I can't figure out how to arrive at the answer to this question. I have it diagramed as follows:
SANT --> PCFS
PCFS --> Not LPR
Not LPR --> SGM
I just do not see how I can link the premises together to get to answer choice E, which states: LPARF --> MSF.
When the manufacturers in a given country are slower to adopt new technologies than their foreign competitors are, their production costs will fall more slowly than their foreign competitors costs’ will. But if manufacturers’ production costs fall less rapidly than their competitors costs do, those manufacturers will be unable to lower their prices as rapidly as their foreign competitors can; and when a country’s manufacturers cannot lower their prices as rapidly as their foreign competitor’s can, that country gets squeezed out of the global market.

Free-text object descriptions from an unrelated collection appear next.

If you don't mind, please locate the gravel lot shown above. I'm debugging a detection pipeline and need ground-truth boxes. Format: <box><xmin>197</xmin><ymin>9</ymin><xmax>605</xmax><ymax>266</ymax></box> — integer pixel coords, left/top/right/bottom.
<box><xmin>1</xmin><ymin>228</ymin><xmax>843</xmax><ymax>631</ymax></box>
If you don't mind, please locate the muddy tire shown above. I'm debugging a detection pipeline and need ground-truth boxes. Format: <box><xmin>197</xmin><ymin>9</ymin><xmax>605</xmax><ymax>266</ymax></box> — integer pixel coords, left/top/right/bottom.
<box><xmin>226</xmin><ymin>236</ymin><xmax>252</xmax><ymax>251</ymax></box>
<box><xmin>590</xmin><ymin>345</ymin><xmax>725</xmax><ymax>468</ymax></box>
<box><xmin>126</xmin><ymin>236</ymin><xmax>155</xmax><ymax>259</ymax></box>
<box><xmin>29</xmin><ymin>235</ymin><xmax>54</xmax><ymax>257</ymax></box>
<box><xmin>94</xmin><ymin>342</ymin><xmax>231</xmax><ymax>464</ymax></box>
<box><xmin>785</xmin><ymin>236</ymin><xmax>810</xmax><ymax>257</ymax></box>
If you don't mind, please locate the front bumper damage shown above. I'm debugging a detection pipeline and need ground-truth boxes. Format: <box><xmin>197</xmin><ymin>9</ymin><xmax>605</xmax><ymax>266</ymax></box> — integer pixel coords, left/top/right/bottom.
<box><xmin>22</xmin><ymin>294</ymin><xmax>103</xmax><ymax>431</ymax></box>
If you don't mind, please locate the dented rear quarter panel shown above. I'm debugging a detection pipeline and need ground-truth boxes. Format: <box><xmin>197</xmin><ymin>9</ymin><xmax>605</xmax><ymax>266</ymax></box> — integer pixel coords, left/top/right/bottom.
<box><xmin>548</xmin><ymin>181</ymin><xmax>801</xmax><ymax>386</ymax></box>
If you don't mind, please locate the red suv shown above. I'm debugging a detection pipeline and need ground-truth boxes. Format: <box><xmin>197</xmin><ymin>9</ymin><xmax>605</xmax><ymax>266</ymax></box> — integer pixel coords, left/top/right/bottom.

If the statements above are true, which one of the following must be true on the basis of them?
(A) If the manufacturers in one country raise their prices, it is because they have squeezed their foreign competitors out of the global market.
(B) If manufacturers in one country have been squeezed out of the global market, this shows that their foreign competitors have adopted new technologies more rapidly than they have.
(C) If a country’s foreign competitors can lower their production costs more rapidly than the country’s own manufacturers can, then their foreign competitors must have adopted new manufacturing techniques.
(D) If a country’s manufacturers adopt new technologies at the same rate as their foreign competitors, neither group will be able to squeeze the other out of the global market.
(E) If a country’s manufacturers can lower their prices as rapidly as their foreign competitors, this shows that they adopt new technology at least as fast as their foreign competitors do.